Chapter XX: The Friend

Summary: Marguerite visits Sir Anthony Ffoulkes and tells him that she knows her husband is the Scarlet Pimpernel. She shares with Ffoulkes both her betrayal of the Pimpernel’s plans to Chauvelin for the sake of her brother Armand, and her resolve now to save Sir Percy from Chauvelin’s trap. She pleads with Ffoulkes to tell her where to find her husband. Reluctant at seeing Marguerite jeopardize herself, Ffoulkes does so, agreeing to meet her at The Fisherman’s Rest that night, from where they will leave for Calais, disguised so as to avoid detection.

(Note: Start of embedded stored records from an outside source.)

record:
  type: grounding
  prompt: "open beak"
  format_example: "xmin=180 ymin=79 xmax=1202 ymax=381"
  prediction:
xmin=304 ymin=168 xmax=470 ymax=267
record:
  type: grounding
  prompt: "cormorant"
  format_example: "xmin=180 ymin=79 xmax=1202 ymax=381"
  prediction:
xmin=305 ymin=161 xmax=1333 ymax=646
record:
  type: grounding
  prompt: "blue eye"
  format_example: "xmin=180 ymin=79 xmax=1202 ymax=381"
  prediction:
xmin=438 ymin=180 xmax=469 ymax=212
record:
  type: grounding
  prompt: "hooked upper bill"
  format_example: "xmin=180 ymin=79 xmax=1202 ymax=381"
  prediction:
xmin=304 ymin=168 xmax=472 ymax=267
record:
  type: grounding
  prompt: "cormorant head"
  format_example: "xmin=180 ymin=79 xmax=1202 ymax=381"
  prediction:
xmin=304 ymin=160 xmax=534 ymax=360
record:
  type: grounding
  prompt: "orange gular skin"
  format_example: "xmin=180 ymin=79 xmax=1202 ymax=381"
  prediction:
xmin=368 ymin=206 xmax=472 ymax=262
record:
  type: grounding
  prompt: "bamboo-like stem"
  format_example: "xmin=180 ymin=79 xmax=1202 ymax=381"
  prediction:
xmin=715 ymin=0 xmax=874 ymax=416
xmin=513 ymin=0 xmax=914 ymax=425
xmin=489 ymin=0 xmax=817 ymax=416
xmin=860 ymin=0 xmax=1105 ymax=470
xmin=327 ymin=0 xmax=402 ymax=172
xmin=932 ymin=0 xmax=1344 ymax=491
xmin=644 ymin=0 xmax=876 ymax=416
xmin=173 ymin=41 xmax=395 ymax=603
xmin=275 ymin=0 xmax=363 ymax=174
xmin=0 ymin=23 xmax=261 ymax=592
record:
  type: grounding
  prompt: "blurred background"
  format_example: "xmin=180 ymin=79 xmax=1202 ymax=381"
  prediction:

Analysis: This chapter further develops the thematic motif of the mask, not only by alluding to Sir Percy’s ruse (“You must confess the bandage which he put over my eyes was a very thick one. Is it small wonder that I did not see through it?,” p. 159) but also by connecting it to other people as they move in the society presented in the novel. Sir Anthony Ffoulkes looks “anxiously—even suspiciously—at Marguerite, whilst performing the elaborate bows before her, which the rigid etiquette of the time demanded” (p. 155). Here we see that conventional social protocols can “mask” people’s real thoughts and feelings, thus setting up, in this case, a potential barrier to meaningful action. Marguerite, in contrast, violates social norms: “I have no desire to waste valuable time in much talk,” she tells Ffoulkes (p. 155), thus eschewing the “small talk” usually expected in polite society, particularly between men and women (the kind of banter we witnessed at the ball, for example). And in her passionate urgency to enlist Ffoulkes as “companion and ally” (p. 160), she transgresses normally observed boundaries of personal space: “with her tiny hands she seized the young man suddenly by the shoulders, forcing him to look straight at her” (p. 158). Finally, the chapter even (albeit gently) challenges accepted notions of male and female roles, as Ffoulkes chides Marguerite that what she proposes “is man’s work” (p. 159). But what is man or woman’s work when lives are at stake? It is as though the chapter suggests that social norms can, in certain circumstances, be dangerous and detrimental, and “looking straight” at ourselves and others is to be preferred—an intriguing sentiment from this author of the aristocratic class.